Selanjutnya, mengenai DBH CHT yang diatur dalam PMK 222 tahun 2017, Heru mengungkapkan pihaknya akan merilis PMK baru, yaitu PMK 139 tahun 2020. Dalam PMK 139 tersebut, formulasi DBH CHT akan berbeda dan Pemerintah Pusat akan mengawasi Pemerintah Daerah (Pemda) dalam mengatur DBH CHT.
"Yang kedua terkait dengan aspirasi untuk mendapatkan porsi yang proporsional dari dana bagi hasil cukai tembakau maka sebenarnya pemerintah melalui PMK 139 yang berlaku tahun depan itu sudah memodifikasi formulanya. Dan yang sebelumnya menyerahkan sepenuhnya kepada Pemda, jadi nanti akan mulai ada penilaian-penilaian dari kementerian terkait tentang peruntukkan DBH itu," jelas Heru.

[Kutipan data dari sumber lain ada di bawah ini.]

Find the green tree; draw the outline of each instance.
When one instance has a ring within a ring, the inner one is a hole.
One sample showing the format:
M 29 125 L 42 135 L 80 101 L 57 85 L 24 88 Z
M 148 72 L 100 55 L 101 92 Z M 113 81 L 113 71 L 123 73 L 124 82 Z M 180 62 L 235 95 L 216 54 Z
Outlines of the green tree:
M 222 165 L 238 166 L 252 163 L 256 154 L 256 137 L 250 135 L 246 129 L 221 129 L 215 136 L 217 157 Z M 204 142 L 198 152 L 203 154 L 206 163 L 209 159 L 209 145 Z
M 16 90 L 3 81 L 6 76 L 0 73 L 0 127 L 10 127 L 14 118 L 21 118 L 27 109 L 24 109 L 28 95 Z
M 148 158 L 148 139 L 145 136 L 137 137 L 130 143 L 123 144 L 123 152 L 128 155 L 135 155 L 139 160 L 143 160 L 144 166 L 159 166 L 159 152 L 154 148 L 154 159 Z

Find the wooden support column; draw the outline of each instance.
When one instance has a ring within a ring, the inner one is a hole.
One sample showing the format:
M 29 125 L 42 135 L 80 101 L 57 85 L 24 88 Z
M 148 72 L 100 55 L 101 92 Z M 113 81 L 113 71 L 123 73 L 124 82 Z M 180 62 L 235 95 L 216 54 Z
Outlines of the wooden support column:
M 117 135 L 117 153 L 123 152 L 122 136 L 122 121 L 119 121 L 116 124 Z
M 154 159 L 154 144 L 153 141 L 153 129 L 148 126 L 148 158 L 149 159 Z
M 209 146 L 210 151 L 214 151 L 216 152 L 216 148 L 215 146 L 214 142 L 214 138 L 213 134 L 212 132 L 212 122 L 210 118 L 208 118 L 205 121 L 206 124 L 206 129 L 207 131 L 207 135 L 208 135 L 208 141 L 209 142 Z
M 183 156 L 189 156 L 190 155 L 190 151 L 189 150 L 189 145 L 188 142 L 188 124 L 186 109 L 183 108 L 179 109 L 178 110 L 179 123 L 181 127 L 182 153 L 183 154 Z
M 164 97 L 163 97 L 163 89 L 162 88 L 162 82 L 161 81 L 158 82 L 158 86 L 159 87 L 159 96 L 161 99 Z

Ketiga, mengenai kenaikan cukai rokok dan harga eceran tertinggi (HJE), menurut Heru, kenaikan tersebut variatif dan disesuaikan dengan golongan rokok. Heru menjelaskan, untuk Sigaret Kretek Tangan (SKT) mengalami kenaikan terendah karena pemerintah memperhatikan tenaga kerja dari industri padat karya tersebut.
"Kalau kita perhatikan PMK 152 itu meskipun average-nya adalah 23% dan 35%, tapi kalau kita lihat detailnya itu variatif. Pemerintah betul-betul telah memperhatikan kemampuan antar golongan, kemampuan antar jenis rokok. Sehingga kenaikan cukai rokok jenis SKT start-nya dari 12%. Itu membuktikan bahwa pemerintah memperhatikan tenaga kerja yang di industri padat karya, makanya kenaikan tarif SKT itu terendah," papar Heru.(dtf)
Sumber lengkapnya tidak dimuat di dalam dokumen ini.